Interpolation Theory
So far, the transformations are equivalent, and it remains to show necessary and sufficient conditions for the constraint
\[\exists f \in \mathcal{F}, f_i = f (x_i), g_i = g (x_i),\]which is shown by convex interpolation condition:
[2] Taylor, Adrien B., Julien M. Hendrickx, and François Glineur. ‘‘Smooth strongly convex interpolation and exact worst-case performance of first-order methods.”Mathematical Programming161 (2017): 307-345.

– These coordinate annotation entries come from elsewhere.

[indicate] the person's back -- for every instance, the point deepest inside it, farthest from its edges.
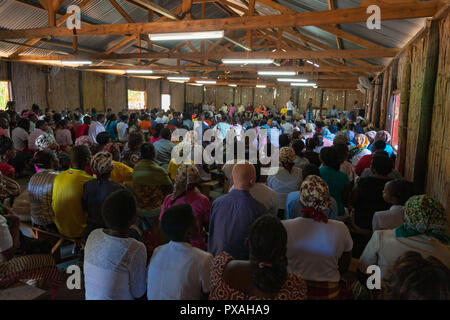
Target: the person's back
(233, 214)
(70, 217)
(178, 271)
(114, 264)
(314, 248)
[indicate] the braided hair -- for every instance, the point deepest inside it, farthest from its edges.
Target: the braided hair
(267, 244)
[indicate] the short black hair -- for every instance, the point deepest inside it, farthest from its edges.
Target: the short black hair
(165, 133)
(382, 164)
(330, 158)
(310, 170)
(103, 137)
(148, 151)
(379, 145)
(80, 156)
(176, 221)
(119, 209)
(401, 189)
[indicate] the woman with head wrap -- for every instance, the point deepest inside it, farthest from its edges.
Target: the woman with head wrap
(287, 179)
(423, 231)
(186, 180)
(356, 153)
(121, 172)
(320, 265)
(96, 191)
(386, 137)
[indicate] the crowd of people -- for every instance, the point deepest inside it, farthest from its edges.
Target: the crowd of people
(112, 181)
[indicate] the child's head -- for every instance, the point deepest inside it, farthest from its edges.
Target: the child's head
(179, 223)
(119, 210)
(398, 191)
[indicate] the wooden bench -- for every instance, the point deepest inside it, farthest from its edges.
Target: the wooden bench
(59, 237)
(22, 291)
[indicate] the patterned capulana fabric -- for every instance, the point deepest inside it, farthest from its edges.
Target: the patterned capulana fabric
(293, 289)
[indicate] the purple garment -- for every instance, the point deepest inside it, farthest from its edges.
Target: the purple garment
(231, 218)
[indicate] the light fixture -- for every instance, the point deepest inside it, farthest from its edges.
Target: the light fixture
(186, 35)
(131, 71)
(179, 78)
(247, 61)
(277, 73)
(75, 62)
(206, 81)
(291, 80)
(299, 84)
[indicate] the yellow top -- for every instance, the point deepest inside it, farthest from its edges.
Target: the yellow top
(121, 172)
(70, 219)
(173, 168)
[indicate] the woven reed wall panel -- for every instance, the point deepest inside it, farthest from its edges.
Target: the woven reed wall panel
(438, 177)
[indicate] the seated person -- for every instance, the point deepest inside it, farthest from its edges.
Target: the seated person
(416, 278)
(294, 205)
(318, 249)
(264, 275)
(163, 148)
(114, 264)
(70, 218)
(178, 271)
(423, 231)
(368, 194)
(121, 172)
(337, 181)
(151, 183)
(287, 179)
(396, 193)
(40, 190)
(185, 191)
(96, 191)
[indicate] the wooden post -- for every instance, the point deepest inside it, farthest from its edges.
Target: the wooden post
(426, 106)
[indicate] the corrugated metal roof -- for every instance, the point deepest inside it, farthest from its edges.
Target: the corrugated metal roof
(14, 15)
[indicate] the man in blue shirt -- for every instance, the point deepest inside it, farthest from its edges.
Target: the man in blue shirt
(233, 214)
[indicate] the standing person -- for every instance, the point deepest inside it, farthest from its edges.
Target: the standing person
(96, 191)
(122, 127)
(82, 129)
(290, 107)
(318, 249)
(309, 111)
(96, 126)
(264, 274)
(233, 214)
(186, 180)
(70, 218)
(115, 264)
(177, 270)
(111, 126)
(337, 181)
(40, 190)
(163, 148)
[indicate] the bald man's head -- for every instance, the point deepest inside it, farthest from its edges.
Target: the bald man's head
(244, 176)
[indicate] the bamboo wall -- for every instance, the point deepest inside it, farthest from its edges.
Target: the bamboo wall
(421, 74)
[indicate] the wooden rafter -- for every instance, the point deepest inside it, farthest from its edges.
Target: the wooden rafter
(339, 16)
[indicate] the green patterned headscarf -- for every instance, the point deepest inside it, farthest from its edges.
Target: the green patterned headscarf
(423, 215)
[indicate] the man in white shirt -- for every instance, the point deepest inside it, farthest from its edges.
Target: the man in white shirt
(96, 126)
(396, 192)
(122, 127)
(178, 271)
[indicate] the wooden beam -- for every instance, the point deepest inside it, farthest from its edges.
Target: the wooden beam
(291, 54)
(340, 16)
(121, 11)
(59, 22)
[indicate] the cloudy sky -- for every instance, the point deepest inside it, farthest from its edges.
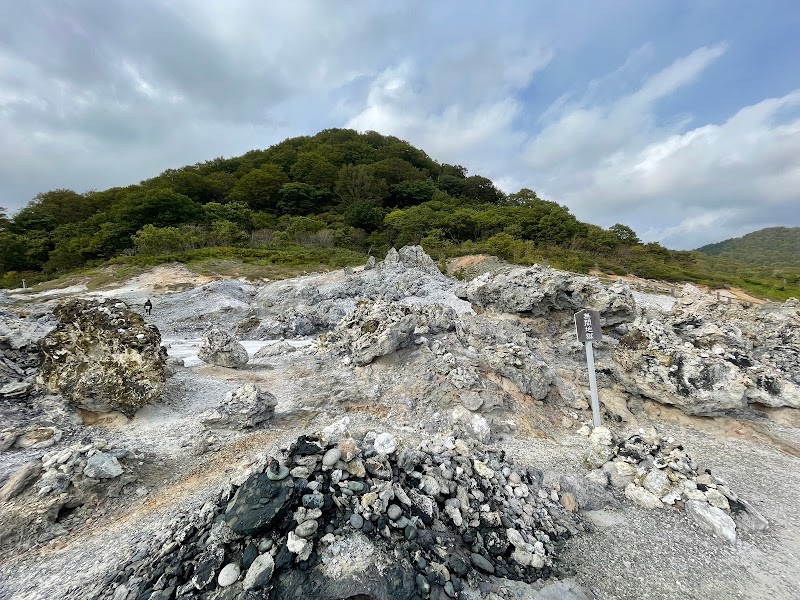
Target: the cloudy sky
(679, 118)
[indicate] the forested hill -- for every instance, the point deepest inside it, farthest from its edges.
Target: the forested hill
(324, 200)
(772, 247)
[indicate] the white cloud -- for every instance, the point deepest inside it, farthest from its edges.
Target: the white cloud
(462, 109)
(697, 183)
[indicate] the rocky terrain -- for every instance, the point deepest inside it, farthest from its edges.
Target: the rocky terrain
(391, 432)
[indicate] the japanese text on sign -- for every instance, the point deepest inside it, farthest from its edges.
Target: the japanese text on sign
(587, 325)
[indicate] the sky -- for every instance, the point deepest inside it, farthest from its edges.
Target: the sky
(680, 119)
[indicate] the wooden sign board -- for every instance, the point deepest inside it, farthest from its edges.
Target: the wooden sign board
(587, 325)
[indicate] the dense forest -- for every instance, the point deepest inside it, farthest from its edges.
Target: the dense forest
(772, 247)
(333, 198)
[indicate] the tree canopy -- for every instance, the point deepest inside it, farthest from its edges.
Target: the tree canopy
(359, 192)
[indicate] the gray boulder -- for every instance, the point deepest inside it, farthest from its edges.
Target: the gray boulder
(375, 329)
(102, 466)
(218, 347)
(538, 291)
(246, 407)
(654, 361)
(20, 480)
(102, 356)
(712, 519)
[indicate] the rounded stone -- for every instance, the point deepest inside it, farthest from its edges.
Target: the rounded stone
(331, 457)
(385, 443)
(313, 500)
(348, 449)
(479, 562)
(357, 521)
(229, 574)
(278, 474)
(306, 529)
(411, 533)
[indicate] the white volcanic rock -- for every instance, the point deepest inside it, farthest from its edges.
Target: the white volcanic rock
(539, 290)
(712, 520)
(375, 329)
(245, 407)
(655, 362)
(218, 347)
(102, 356)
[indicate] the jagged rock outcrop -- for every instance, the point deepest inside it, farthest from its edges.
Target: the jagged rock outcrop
(707, 359)
(102, 357)
(507, 355)
(374, 329)
(363, 517)
(539, 290)
(218, 347)
(656, 472)
(19, 352)
(243, 408)
(62, 489)
(311, 304)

We’ll begin with the simplest case: the interpolation conditions for a convex function class. The interpolation problem is: given first order observation ${ x_i, f_i, g_i }$, can we find a convex function $f$, such that
\[f_i = f (x_i), g_i = \nabla f (x_i)\]We can easily identify a necessary condition
\[f_i - f_j \geq \langle g_j, x_i - x_j \rangle, \forall i, j\]which comes from the property of convex functions. Actually, this condition is also sufficient, since we can construct a convex function that interpolates ${ x_i, f_i, g_i }$. Consider the following piecewiese linear function:
\[f (x) = \max_j \{ f_j + \langle g_j, x - x_j \rangle \}, {\operatorname{if}}\ x \in {\operatorname{conv}} (\{ x_i \})\]For convex and $L$-smooth function class, the interpolation conditions are
\[f_i \geq f_j + \langle g_j, x_i - x_j \rangle + \frac{1}{2 L} \| g_i - g_j \|_2^2, \forall i, j\]Equipped with these conditions, we can transform (P3) into an equivalent problem
\[\begin{array}{rcl} (P4)\max_{\{ x_i, f_i, g_i \}} & f_N - f_{\star} & \nonumber\\ \text{s.t.} & f_i \geq f_j + \langle g_j, x_i - x_j \rangle + \frac{1}{2 L} \| g_i - g_j \|_2^2 & \label{finalpep}\\ & \| x_0 - x_{\star} \|_2^2 \leq R^2 & \nonumber\\ & x_i = x_{i - 1} - \frac{h}{L} f_{i - 1} & \nonumber\\ & g_{\star} = 0 & \nonumber\end{array}\]Problem (P4) is now tractable, as it can be further reformulated into a semidefinite program (SDP). For more technical details, refer to [1].